Y, en realidad, es un problema que va mucho más allá del fútbol. Abarca el sistema de justicia penal, la hegemonía de las Big Tech, el abandono de nuestra política y la forma en que nos hablamos a nosotros mismos. Las soluciones también deben ser igualmente amplias: desde la prohibición y el boicot hasta el botón de bloqueo y la campaña política coordinada. En cierto nivel, esto se siente como una cruzada desesperada: como tratar de contener al mundo con solo tus dos manos desnudas.

Sin embargo, todavía puede haber motivos para el optimismo.

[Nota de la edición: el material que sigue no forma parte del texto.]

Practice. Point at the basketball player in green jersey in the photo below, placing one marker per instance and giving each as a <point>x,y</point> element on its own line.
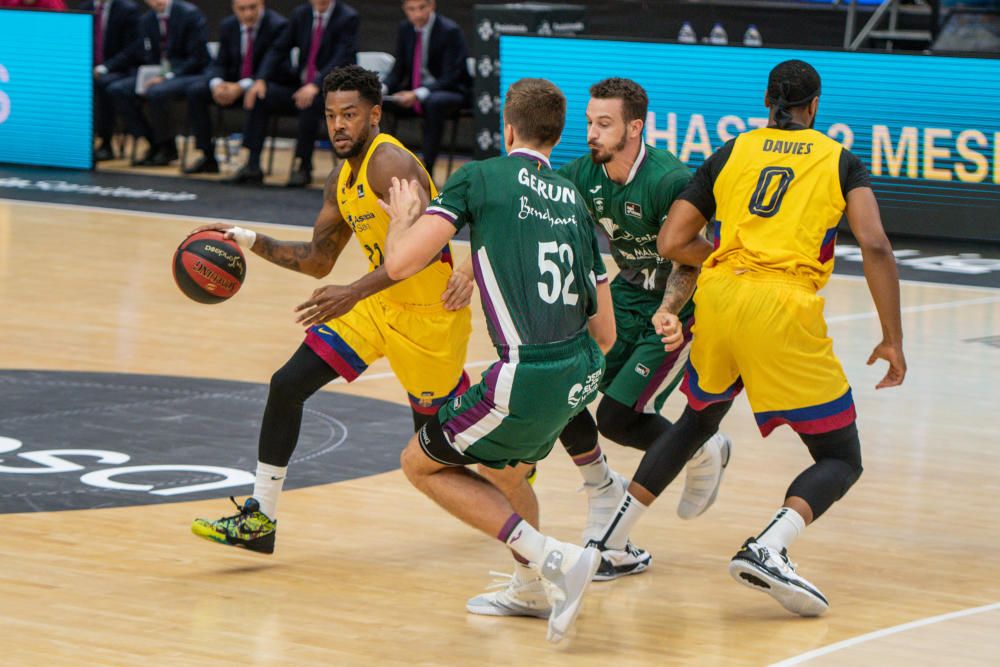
<point>543,287</point>
<point>629,188</point>
<point>775,196</point>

El fútbol a menudo ha actuado como una placa de Petri para tendencias sociales más amplias: la misma combinación tóxica de tribalismo feroz y anonimato de la multitud que ahora parece tan desenfrenado en nuestras vidas en general. Puede ver esto de dos maneras. O nos quejamos de que la tarea es demasiado monstruosa, las fuerzas del caos demasiado irresistibles, y corremos las cortinas. O concluimos que si el fútbol es un microcosmos de la sociedad, entonces al arreglar la parte podemos empezar a arreglar el todo. Puede que el fútbol no sea la raíz de todos sus problemas. Pero tal vez esta pueda ser la raíz de la solución.